Epigraph

“People whom fate and their sin-mistakes have placed in a certain position, however false that position may be, form a view of life in general which makes their position seem good and admissible. . . . This surprises us when the persons concerned are thieves bragging about their dexterity, prostitutes vaunting their depravity, or murders boasting of their cruelty. But it surprises us only because the circle, the atmosphere, in which these people live, is limited, and chiefly because we are outside it. Can we not observe the same phenomenon when the rich boast of their wealth-robbery, when commanders of armies pride themselves on their victories-murder, and when those in high places vaunt their power-violence? That we do not see the perversion in the views of life held by these people, is only because the circle formed by them is larger and we ourselves belong to it.” (Resurrection, Leo Tolstoy, trans. Louise Maude)

New Readers:

Please start reading with my first post "A Cup of Coffee". Originally posted on March 19, the archival date changed when I made corrections on May 13, which is the date under which you can find it now.

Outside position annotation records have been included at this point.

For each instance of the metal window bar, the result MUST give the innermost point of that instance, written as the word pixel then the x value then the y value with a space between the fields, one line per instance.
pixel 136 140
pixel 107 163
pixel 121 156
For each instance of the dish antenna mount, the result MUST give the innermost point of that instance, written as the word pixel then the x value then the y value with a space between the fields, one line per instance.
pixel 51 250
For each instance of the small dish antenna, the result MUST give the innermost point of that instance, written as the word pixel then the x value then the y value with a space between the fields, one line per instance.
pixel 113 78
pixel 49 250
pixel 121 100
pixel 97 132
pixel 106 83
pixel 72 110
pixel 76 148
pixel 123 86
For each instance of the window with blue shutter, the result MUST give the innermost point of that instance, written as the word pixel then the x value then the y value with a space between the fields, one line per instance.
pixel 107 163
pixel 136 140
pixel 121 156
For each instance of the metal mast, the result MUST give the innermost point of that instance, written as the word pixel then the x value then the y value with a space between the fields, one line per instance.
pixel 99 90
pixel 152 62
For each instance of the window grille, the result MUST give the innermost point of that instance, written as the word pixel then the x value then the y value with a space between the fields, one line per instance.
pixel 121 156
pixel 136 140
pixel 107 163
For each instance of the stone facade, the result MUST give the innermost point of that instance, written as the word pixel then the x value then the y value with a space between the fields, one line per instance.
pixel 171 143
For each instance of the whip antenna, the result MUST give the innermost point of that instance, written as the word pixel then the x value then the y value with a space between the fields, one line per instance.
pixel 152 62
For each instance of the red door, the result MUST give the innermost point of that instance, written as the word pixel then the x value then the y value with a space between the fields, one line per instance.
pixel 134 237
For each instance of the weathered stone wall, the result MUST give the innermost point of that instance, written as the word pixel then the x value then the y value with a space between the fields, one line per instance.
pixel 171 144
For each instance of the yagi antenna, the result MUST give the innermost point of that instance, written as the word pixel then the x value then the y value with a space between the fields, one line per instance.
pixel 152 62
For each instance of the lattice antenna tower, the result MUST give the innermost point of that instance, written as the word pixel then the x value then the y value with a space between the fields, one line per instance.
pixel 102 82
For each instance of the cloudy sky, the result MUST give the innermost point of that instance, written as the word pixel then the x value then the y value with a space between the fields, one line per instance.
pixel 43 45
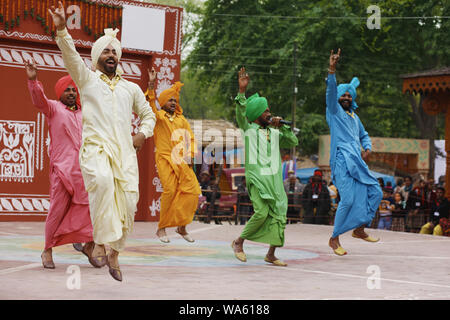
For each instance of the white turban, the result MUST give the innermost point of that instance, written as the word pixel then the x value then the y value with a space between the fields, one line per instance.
pixel 102 43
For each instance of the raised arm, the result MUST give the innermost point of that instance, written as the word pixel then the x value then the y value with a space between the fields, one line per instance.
pixel 147 116
pixel 241 101
pixel 36 89
pixel 331 95
pixel 73 62
pixel 150 93
pixel 364 139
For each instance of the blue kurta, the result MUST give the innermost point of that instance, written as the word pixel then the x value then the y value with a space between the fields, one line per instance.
pixel 359 190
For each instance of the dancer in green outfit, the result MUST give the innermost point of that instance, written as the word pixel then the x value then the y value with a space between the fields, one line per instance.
pixel 264 136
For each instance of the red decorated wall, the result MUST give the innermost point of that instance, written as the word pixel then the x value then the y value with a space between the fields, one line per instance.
pixel 26 31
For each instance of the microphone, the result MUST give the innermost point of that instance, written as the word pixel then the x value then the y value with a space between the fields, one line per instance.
pixel 283 122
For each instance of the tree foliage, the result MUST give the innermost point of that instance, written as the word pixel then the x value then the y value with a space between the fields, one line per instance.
pixel 261 35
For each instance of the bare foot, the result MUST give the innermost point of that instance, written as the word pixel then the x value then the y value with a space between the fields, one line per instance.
pixel 334 243
pixel 360 232
pixel 47 259
pixel 99 250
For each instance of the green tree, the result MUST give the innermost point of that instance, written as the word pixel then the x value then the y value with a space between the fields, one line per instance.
pixel 261 34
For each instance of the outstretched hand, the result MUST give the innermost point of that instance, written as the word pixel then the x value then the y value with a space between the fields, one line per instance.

I'll learn to manage this all more smoothly someday, but at present I have at most only an hour online each day (that thanks to the San Francisco Public Library system, without which I would be lost).

Friday, January 16, 2015

Driving Miss Tipsy



Last night I quit work three hours early, at midnight rather than 3:30.  I reached home before 2:00AM and was asleep by 3:00AM, rather than the usual 6:00AM.  I did so for two reasons: the night before and the following morning.

The night before, I had reached a new low of exhaustion and despair.  I found myself screaming at a woman who was too drunk to remember where she lived.  I had braced myself for something bad when I saw that the address to which Dispatch had sent me was a bar.  When a bartender guided her to the car and told that Castro and Chavez was her destination, he handed me $15 to take her home.  I tensed up and then drove her as quickly as I could to that intersection.

All the way there, she kept falling asleep in the back seat, waking up only when I opened all the windows and left the frigid night air blow through the car.  Then she would wake up and ask me to close the windows, complaining loudly about the cold. Then, when I did, she would immediately fall asleep again.  By the time she was making her fourth or fifth request to close the windows, I merely ran them up, which quieted her, and then immediately ran them down again.

When we got to Chavez and Castro, I stopped the car and asked her where to leave her off.  She didn't respond.  I asked her loudly, "Where do you live?"  She directed me to drive up the block.  When we got there she told me to turn right.  She told me to turn right again in another block.  At the end of that block we were right back where we started.  I was furious.  Every minute spent with her was another minute in which I might have found my next fare.  The $15 was hardly worth any of this behavior.

I finally thought of a different tack to take with her.  Instead of asking for directions I told her to tell me her address.  Sure enough, despite the havoc that alcohol has wrecked on her spatial awareness and understanding, she easily, automatically I should say, retrieved the required alpha-numeric data, which she was able to recite, sounding like a little child reciting multiplication tables with her eyes closed.  I drove to the address.

Once we reached her address, she was again asleep.  I yelled at her to “get out of my cab!”  She started to do so but was suddenly asleep again, with her legs hanging out the door.  By the end of it, I had gotten out of the cab, walked around to the rear passenger door, opened it and was screaming at her, shaking all over, my face mere inches from hers, demanding that she get out of the cab so that I could continue working.  Eventually, she did rise to her feet.  But as I tried to back out of the drive, she kept leaning on the side of the cab, saying “You’re mean!  You are so mean!”  Shaking, I slowly backed away.  She righted herself and stood on her own feet, continuing to call out after me that I was "so mean!" as I drove away.

I had three more fares after that, but I was still so off-balance that, when I had returned the cab and made my way home, I was too upset to fall asleep.  I didn’t go to sleep until 7:00AM.  Then some idiot in my building pulled the fire alarm at 8:30.  After that, I got no sleep at all.  So last night I began another all night shift but with almost no sleep.

And that is why I quit early and came home to bed by 3:00AM.

[Note:  Where I have said that she "fell asleep" and "woke up", I should more accurately say that she "passed out" and "came to".  There is a world of difference between the two pairs of events.]